Akademik Veri Yönetim Sistemi
INTERNATIONAL JOURNAL FOR NUMERICAL METHODS IN BIOMEDICAL ENGINEERING, cilt.42, sa.3, 2026 (SCI-Expanded, Scopus)
Abdominal aortic aneurysms (AAAs) are a serious medical condition that may culminate in internal bleeding and death. Clinicians are expected to assess the rupture risk of AAAs accurately to determine the mode and timing of intervention. In general practice, AAA diameter and growth rate are used as rupture risk indicators. However, numerous cases have been reported where relying solely on these two AAA characteristics has proven insufficient, suggesting that other biomechanical factors deserve further consideration. This paper aims to investigate the involvement of disturbed hemodynamics in AAA rupture. Twenty-two AAA cases that had progressed to the point where surgical intervention was necessitated were assessed to examine the flow dynamics around the rupture sites. Using computational fluid dynamics (CFD), four key wall shear stress (WSS)-related hemodynamic parameters were calculated for each studied case, namely the time-averaged wall shear stress (TAWSS), oscillatory shear index (OSI), endothelial cell activation potential (ECAP), and relative residence time (RRT). CFD geometries were developed exclusively using patient computed tomography images, and simulations were run with general physiological boundary conditions to demonstrate a clinically practical, low-input CFD pipeline.

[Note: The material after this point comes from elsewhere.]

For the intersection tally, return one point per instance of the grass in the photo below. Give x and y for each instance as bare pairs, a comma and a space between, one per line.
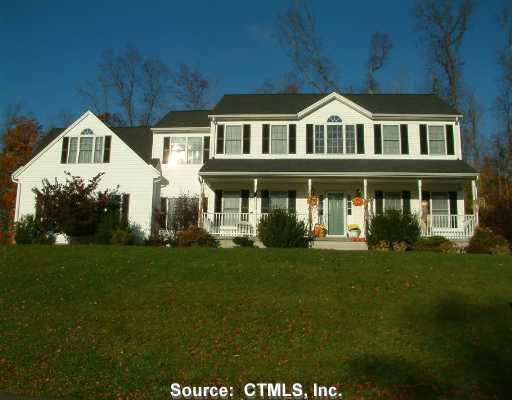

The study found that analyzing the spatial distribution of the WSS-related hemodynamic parameters can be a powerful approach for predicting the site of rupture in AAAs. Low TAWSS and high OSI/ECAP/RRT regions (specifically within the ranges: TAWSS 0-0.5 Pa, OSI 0.35-0.5, ECAP 1.6-2.0 Pa-1, RRT 24-30) were found to be high-risk locations for rupture. Additionally, the simultaneous analysis of all four parameters was critical for rupture risk assessment.